I meditate but I only meditate for 12 minutes a day because I’m impatient. I exercise – I do yoga or there’s this in New York City called The Class by Taryn Toomey. It’s cardio using yoga principles – Taryn was a yoga instructor. I think we’re seeing a lot of this now in New York. People want more movement that are kind of healing. In the beginning, when yoga was super popular, [the approach to exercise] was really slow and introspective. Now with exercise, it’s moving where people want to be more assertive and proactive and kind of cardio. It’s maybe partly related to the activist movement we’re experiencing now in the United States. We’re all becoming activists so there’s a sense of fire. People want to be effectual so it’s reflected in their exercise.
How often do you travel?
I travel a fair amount. I’m sort of a seasonal traveler, I travel a lot in the summer and a lot in the winter. I have a seven-year-old daughter who goes to school so I’m sort of landlocked with her schedule but we spent the winter in Mexico. I travel slightly less in the fall than all the other seasons.

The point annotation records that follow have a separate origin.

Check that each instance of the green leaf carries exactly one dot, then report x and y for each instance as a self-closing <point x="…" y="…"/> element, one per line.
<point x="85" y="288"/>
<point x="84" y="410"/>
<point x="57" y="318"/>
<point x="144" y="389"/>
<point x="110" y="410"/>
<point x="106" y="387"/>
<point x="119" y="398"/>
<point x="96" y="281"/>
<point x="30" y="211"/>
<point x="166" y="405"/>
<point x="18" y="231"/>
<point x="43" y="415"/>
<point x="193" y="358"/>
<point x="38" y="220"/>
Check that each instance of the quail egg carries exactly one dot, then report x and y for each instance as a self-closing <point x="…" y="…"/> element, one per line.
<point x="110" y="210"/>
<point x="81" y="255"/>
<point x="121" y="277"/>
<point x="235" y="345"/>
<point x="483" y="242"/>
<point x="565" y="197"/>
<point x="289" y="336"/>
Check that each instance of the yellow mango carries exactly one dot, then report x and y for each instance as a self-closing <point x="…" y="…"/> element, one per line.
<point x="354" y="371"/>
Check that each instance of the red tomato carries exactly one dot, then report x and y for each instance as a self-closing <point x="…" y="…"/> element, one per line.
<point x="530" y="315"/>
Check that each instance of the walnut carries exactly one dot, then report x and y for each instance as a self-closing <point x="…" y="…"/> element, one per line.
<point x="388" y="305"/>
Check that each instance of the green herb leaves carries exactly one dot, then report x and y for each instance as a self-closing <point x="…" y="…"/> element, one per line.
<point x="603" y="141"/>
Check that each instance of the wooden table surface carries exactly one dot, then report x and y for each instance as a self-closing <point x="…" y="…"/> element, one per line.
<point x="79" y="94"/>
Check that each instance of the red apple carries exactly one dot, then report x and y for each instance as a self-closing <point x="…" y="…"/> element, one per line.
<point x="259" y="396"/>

In the fall, it’s a great time to be here in New York, there’s a lot of things happening in the art world, in fashion. It’s an exciting marketplace of ideas so I kind of like it here in the fall.
Do you have new Gypset destinations that you haven’t covered in your books yet?
I spent this summer in Panarea, Italy. I really like the little island there. Ojai in California – it’s not in my books but I would certainly put it in now. There’s a really interesting movement of art and crafts and food in Ojai. There’s certain places that keep growing. I think Tangier, Morocco is really interesting. There’s a little island off of Sicily – Favignana. Havana is fantastic. Santa Teresa in Costa Rica is great – I haven’t put that in my book but I would now. It’s kind of evolved. So yeah, there’s tons of places!